Caritas Australia has also supported a project to retrieve canoes and fishing gear from Manam Island so that people are able to source their own food.
But the future of the Manam Islanders appears uncertain.
Sr Mary Claude believes that most will never be able to return to their homes because of the devastation caused by the eruptions.
“I suspect that the Manam Islanders will stay right where they are for many years to come. More land elsewhere does not seem to be readily available because it already belongs customarily to some other Papua New Guineans who prefer not to dispose of it,” she explains.

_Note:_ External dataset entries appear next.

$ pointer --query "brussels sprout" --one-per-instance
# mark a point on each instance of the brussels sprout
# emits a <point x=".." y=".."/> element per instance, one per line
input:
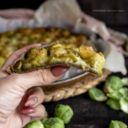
<point x="124" y="92"/>
<point x="64" y="112"/>
<point x="97" y="94"/>
<point x="126" y="44"/>
<point x="113" y="83"/>
<point x="2" y="60"/>
<point x="124" y="105"/>
<point x="125" y="81"/>
<point x="53" y="122"/>
<point x="116" y="95"/>
<point x="35" y="124"/>
<point x="113" y="104"/>
<point x="117" y="124"/>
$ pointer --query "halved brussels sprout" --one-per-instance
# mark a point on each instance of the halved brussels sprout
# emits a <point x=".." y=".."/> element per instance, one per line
<point x="64" y="112"/>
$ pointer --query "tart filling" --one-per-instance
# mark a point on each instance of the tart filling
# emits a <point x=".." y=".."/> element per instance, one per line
<point x="79" y="56"/>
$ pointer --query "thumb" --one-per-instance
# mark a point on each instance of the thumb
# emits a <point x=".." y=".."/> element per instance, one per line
<point x="40" y="77"/>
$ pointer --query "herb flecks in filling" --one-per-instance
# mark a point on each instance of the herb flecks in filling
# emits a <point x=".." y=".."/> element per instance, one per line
<point x="81" y="56"/>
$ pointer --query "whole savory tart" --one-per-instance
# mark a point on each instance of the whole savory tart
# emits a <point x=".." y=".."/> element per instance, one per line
<point x="62" y="48"/>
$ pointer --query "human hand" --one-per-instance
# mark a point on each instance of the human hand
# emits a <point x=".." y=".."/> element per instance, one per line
<point x="19" y="102"/>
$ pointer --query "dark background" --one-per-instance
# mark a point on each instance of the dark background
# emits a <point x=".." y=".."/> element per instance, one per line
<point x="89" y="114"/>
<point x="113" y="12"/>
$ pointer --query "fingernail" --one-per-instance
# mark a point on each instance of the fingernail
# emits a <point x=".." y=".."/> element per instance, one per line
<point x="59" y="70"/>
<point x="28" y="110"/>
<point x="32" y="100"/>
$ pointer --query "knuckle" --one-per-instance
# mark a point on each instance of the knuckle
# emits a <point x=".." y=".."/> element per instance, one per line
<point x="43" y="76"/>
<point x="16" y="78"/>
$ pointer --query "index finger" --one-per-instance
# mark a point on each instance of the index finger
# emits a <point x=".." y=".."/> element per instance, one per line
<point x="16" y="55"/>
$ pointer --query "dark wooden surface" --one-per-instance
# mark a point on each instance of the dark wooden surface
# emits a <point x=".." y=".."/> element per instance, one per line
<point x="87" y="113"/>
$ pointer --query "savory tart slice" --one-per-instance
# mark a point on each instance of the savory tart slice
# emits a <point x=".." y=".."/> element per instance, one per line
<point x="80" y="56"/>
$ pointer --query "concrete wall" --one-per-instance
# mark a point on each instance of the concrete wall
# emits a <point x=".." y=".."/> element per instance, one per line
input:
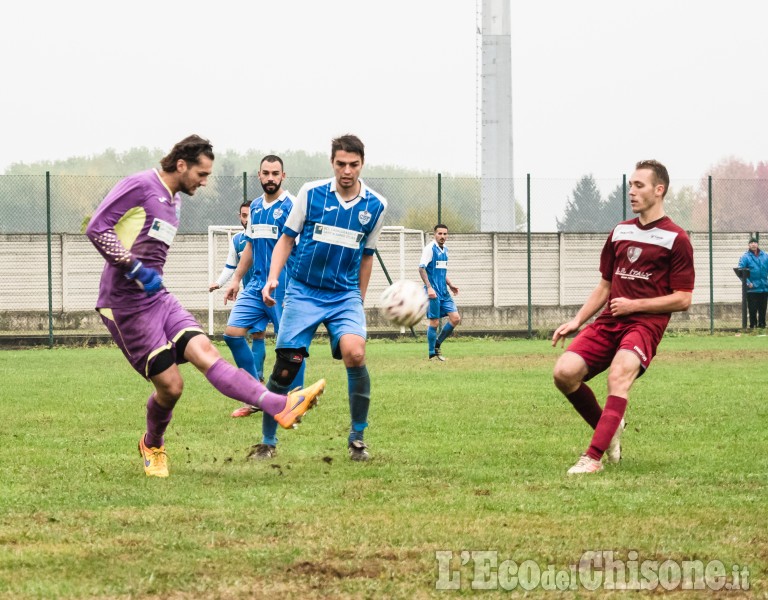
<point x="490" y="270"/>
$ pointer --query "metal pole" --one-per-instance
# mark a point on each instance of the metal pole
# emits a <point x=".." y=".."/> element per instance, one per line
<point x="50" y="261"/>
<point x="624" y="196"/>
<point x="711" y="266"/>
<point x="389" y="279"/>
<point x="439" y="198"/>
<point x="528" y="235"/>
<point x="743" y="302"/>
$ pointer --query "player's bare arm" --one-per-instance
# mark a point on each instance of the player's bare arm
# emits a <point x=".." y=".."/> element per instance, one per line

Negotiations for suitable land are ongoing but it is unlikely that this complex issue will be resolved quickly.
In the meantime, Caritas Australia continues to work with the Archdiocese of Madang to support the needs of the Manam Islanders who have been left homeless by this emergency.
When asked what message she would like to convey to Australians, Sr Mary Claude overflows with warmth and gratitude.
“Look at all the good that has been accomplished thanks to your generosity!
“We have done the leg work, we’ve been the eyes, the ears, the hands and the feet of Caritas, and you, through Caritas, have been the heart, giving us support and encouragement that kept us going in goods times and in bad.
“It has been a wonderful partnership.”
Sr Mary Claude will attend the Brisbane launch of Project Compassion on March 1 and address parishes and schools in the archdiocese before leaving on March 6.